Barbour: Medicaid cuts could take effect in August
Published 6:43 pm Friday, July 11, 2008
Gov. Haley Barbour says he will file papers Friday to start a nearly monthlong process of cutting millions of dollars from the Medicaid program.
He said the cuts will happen Aug. 6 unless lawmakers patch a $90 million hole in the program’s budget before then. The House and Senate return to the Capitol on Aug. 4 to restart an on-again, off-again special session in which Medicaid has been the biggest fight.
Barbour said cuts could affect nursing homes, pharmacists and other health care providers who aren’t directly involved in a political fight over hospital taxes.
The Republican governor wants lawmakers to approve his plan to restructure hospital taxes to help pay for Medicaid, a government health care program for the needy and disabled. But House Democrats want to consider a combination of hospital taxes and a cigarette tax increase.
Barbour said he has a suggestion for patients, physicians, pharmacists, nursing home operators and others who could lose Medicaid coverage or money.
“Tell them to talk to their House members and get their House members to quit holding the doctors and the nursing homes hostage to the House members’ political agenda,” Barbour said during a news conference Thursday. “That’s what I would have my doctor do.”

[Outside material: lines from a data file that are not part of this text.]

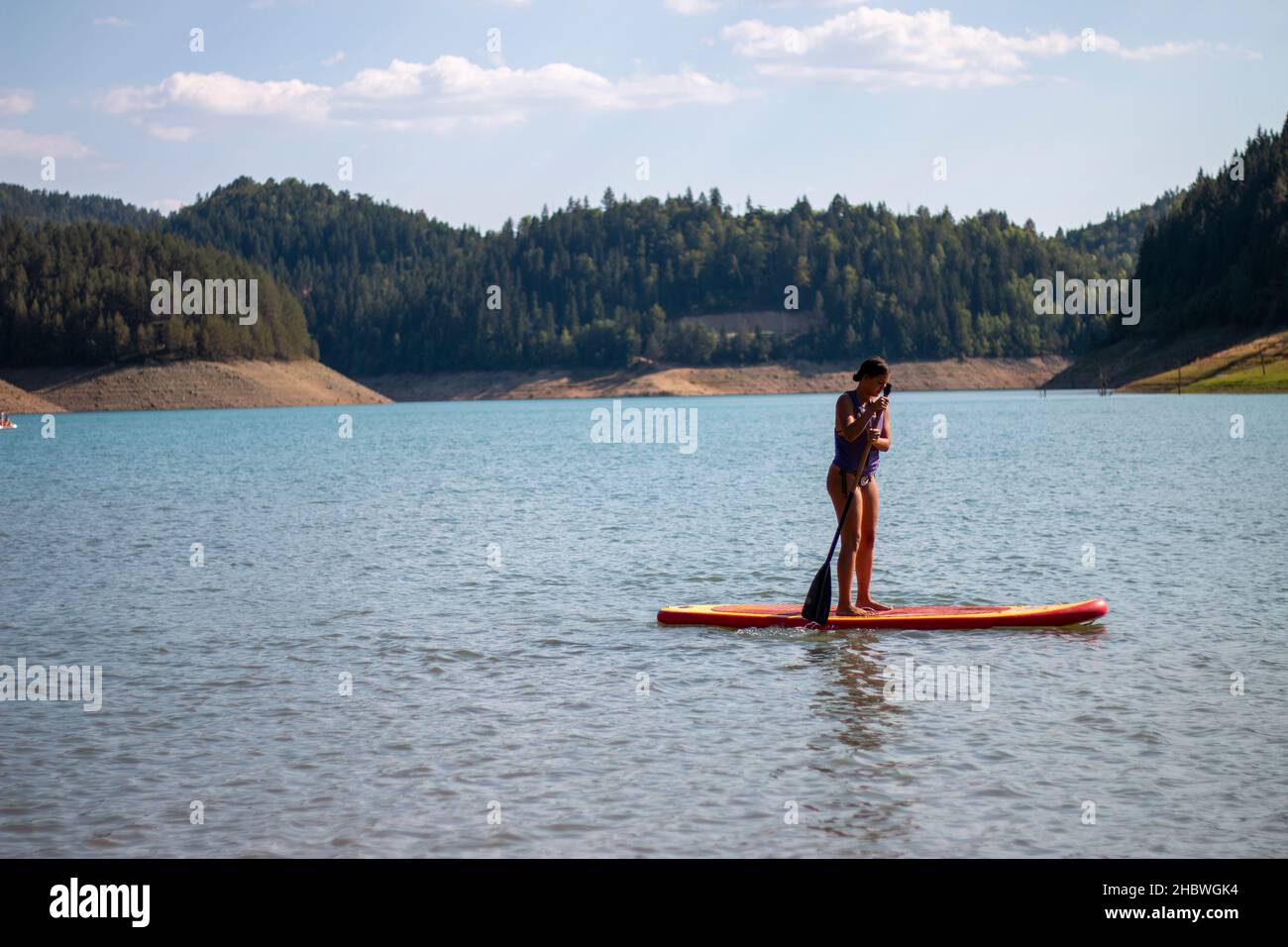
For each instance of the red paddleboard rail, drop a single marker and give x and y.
(927, 617)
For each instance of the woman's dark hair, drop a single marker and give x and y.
(872, 368)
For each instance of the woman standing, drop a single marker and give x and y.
(862, 416)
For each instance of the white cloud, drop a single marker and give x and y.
(17, 101)
(170, 133)
(452, 80)
(879, 48)
(18, 144)
(223, 94)
(446, 94)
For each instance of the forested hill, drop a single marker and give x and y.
(81, 294)
(1220, 258)
(390, 290)
(63, 208)
(1116, 240)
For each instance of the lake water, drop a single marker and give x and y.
(488, 577)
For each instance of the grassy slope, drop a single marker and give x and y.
(1257, 365)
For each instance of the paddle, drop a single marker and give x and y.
(818, 600)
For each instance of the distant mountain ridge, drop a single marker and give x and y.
(385, 290)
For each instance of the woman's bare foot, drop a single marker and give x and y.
(875, 605)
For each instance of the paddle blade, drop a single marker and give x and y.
(818, 600)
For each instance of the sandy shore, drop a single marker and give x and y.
(201, 384)
(756, 379)
(194, 384)
(20, 402)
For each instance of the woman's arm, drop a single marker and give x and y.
(849, 425)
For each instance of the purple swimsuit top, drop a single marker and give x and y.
(849, 454)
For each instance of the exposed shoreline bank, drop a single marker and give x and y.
(171, 385)
(660, 380)
(243, 384)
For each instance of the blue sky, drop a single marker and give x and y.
(769, 99)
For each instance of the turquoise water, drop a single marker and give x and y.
(488, 577)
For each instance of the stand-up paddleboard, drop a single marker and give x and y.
(930, 617)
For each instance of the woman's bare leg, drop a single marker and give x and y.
(849, 536)
(867, 544)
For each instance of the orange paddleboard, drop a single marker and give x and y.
(915, 617)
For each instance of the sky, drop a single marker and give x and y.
(476, 111)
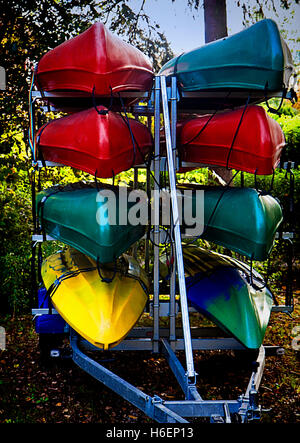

House Medicaid Committee Chairman Dirk Dedeaux, D-Perkinston, said many House members are firm in wanting a cigarette tax increase. At 18 cents a pack, Mississippi’s cigarette excise tax is one of the lowest in the nation.
Dedeaux said that “taxes for health care should not be levied against the people who are trying to solve health problems, but it is reasonable to tax things that cause health problems, such as tobacco.”
The governor controls the agenda of a special session, and Barbour would have to give lawmakers permission to consider a cigarette tax.
Mississippi Democratic Party chairman Wayne Dowdy said Barbour’s plan to cut Medicaid is unnecessary. Dowdy pointed to Barbour’s record as a former tobacco lobbyist.
“Gov. Barbour is simply protecting his big tobacco friends by refusing to solve the Medicaid funding problems with an increase in one of the lowest cigarette taxes in the nation,” Dowdy said in a news release. “That’s wrong. And it’s flat-out offensive.”
Barbour has said repeatedly that he’s not trying to protect tobacco companies.
For every $1 Mississippi spends on Medicaid, the federal government spends more than $3. Barbour said a $90 million shortfall in state money translates to a total annual loss of $375 million.
Barbour discussed his plan to start Medicaid cuts shortly after a judge ruled Thursday against the governor in a lawsuit that hospitals filed two years ago to challenge part of a Medicaid budget plan Barbour had proposed.
Hinds County Chancery Judge William Singletary ruled that the Division of Medicaid does not have the authority to set taxes or fees that hospitals must pay. He said only the Legislature has that power.
Dozens of hospitals filed a lawsuit two years ago challenging a tax Medicaid tried to make them pay in 2006.
Barbour said he didn’t know whether he would appeal Singletary’s ruling. The governor had sought a court decision as a way of ending the fight with lawmakers over how to pay for Medicaid.
The tax plan Barbour is pushing now is different from the one that prompted the 2006 lawsuit. But if the governor appeals and wins, the Division of Medicaid would get to set taxes hospitals must pay to support the program.
“The court is not unmindful of the current political climate in which this issue is framed,” Singletary, a former lawmaker, wrote in his nine-page ruling. “Such circumstances are, however, beyond the proper consideration of this or any court.”
Hospital attorneys would not comment on the ruling as they left the Hinds County Chancery Courthouse.